Staneski: Shrink government by turning service delivery over to not-forprofits

State Rep. Staneski, one of two Republican lawmakers present (in addition to Logan), said she’d like to see the state shrink government by turning over many of its own social service programs to not-for-profits.

Staneski, who serves on the legislature’s Appropriations Committee, said she helped found a not-for-profit and worked for the United Way of Milford. In those roles she became convinced that the state might be better off as a convener of the funding of social services and not-for-profits should be the conduit for delivering those services.

This isn’t about dissing our state employees,” she said. They can’t help that we built a system that is broken.”

Heather LaTorra of Marrakech Inc

Marrakech Inc. employs some 850 staff members. President and CEO Heather LaTorra said she supports Staneski’s idea in principle. She said that currently there are three conversions underway in the state that would transfer some state social services to not-for-profits like hers.

Those conversions are anticipated to save the state $3 million a year in perpetuity.
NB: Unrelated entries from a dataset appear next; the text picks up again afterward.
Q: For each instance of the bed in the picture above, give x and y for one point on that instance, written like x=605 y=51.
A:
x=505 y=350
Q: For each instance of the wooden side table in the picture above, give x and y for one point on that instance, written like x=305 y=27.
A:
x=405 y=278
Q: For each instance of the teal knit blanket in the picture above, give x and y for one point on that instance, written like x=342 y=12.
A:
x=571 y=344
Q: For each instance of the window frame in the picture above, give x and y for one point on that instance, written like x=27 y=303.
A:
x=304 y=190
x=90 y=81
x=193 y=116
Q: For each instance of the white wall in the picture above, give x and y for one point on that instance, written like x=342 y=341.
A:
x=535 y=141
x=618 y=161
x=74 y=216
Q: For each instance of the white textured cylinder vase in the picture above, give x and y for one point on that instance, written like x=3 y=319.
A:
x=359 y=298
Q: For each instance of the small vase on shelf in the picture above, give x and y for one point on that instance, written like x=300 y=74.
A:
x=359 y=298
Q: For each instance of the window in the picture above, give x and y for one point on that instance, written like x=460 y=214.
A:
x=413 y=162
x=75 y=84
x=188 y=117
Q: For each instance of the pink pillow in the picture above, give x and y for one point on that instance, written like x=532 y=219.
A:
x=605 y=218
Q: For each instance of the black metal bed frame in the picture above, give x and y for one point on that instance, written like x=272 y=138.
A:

But there is a problem. If some of the cost savings don’t come back to Marrakech, LaTorra said, she can’t afford to pay her employees a living wage. If she can’t pay a living wage, she can’t recruit people to provide the services the state will entrust her agency with.
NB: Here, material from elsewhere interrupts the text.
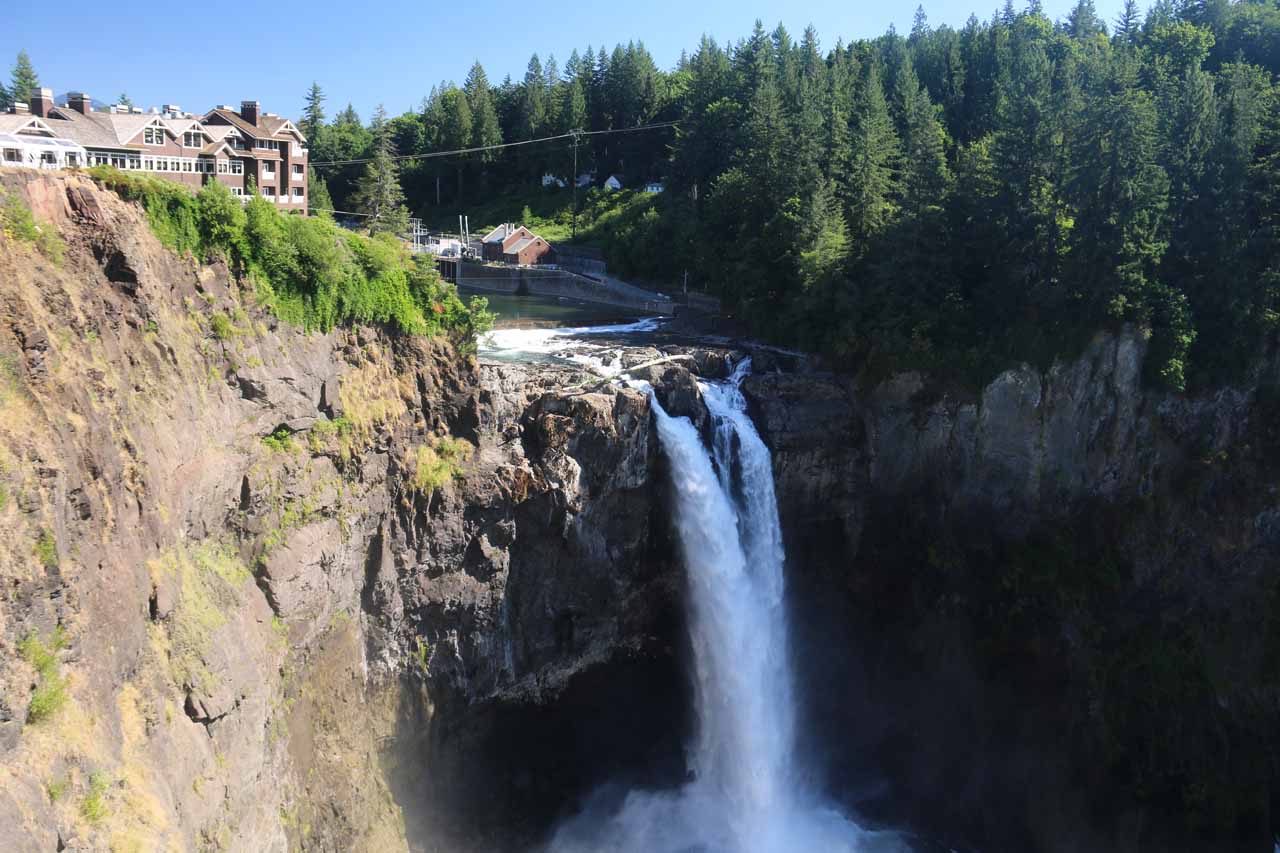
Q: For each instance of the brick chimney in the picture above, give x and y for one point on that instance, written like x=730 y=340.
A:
x=41 y=101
If this is not well thought out, it could set up more citizens to be under the living wage standards in Connecticut and more without adequate services,” she said. You must reinvest a portion of the savings so that we can increase our capacity and increase the wages of hardworking people.”
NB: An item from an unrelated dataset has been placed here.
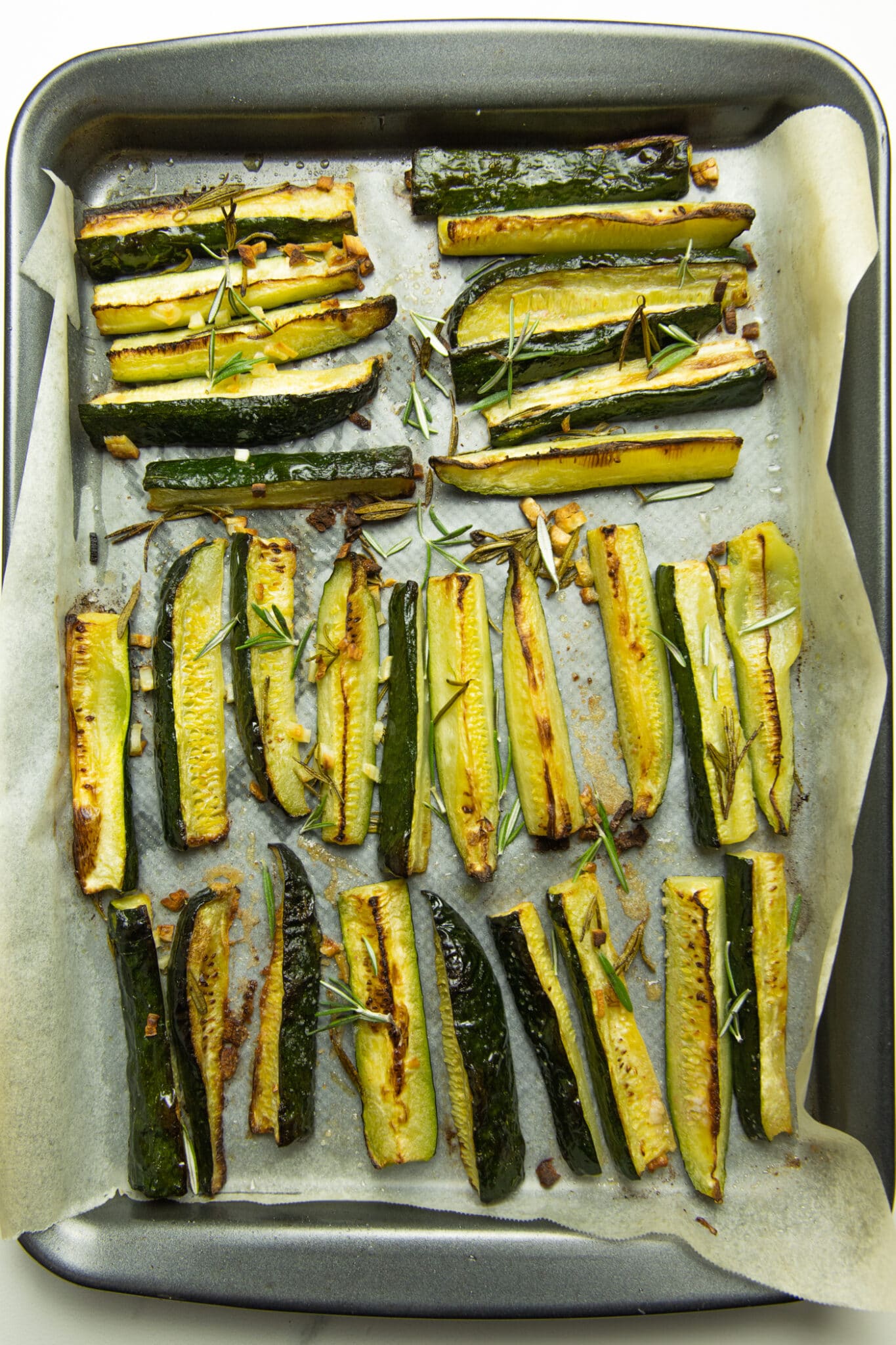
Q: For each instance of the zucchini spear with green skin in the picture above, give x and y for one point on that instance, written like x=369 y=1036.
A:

State Rep. Lemar encouraged the not-for-profit leaders to make their voices heard in Hartford, noting that some 75 people once came to testify against a proposed increase in taxes on luxury yachts. He told them to bring their stories and their ideas, particularly to the Appropriations Committee.

Candelaria: We have a revenue problem.

State Sen. Looney and State Rep. Candelaria both agreed that the state won’t be able to cut its way out of the deficits ahead, noting that some 10,000 workers have been dropped from state government in the last eight years. They advocated raising new revenues through legalizing the recreational use of marijuana and instituting highway tolls, among other controversial ideas currently under consideration in Hartford.

Looney: New revenue streams are needed.

Looney spoke about the state’s difficulty in relying heavily on income taxes from the extremely wealthy, especially in the financial industry, whose incomes vary widely from years to year. He noted that someone who makes $100 million or more might pay $7 million in taxes one year and then reduce their income by half the next, with a concomitant drop in taxes.

There is such a difference between the merely wealthy and the super, super wealthy,” he said.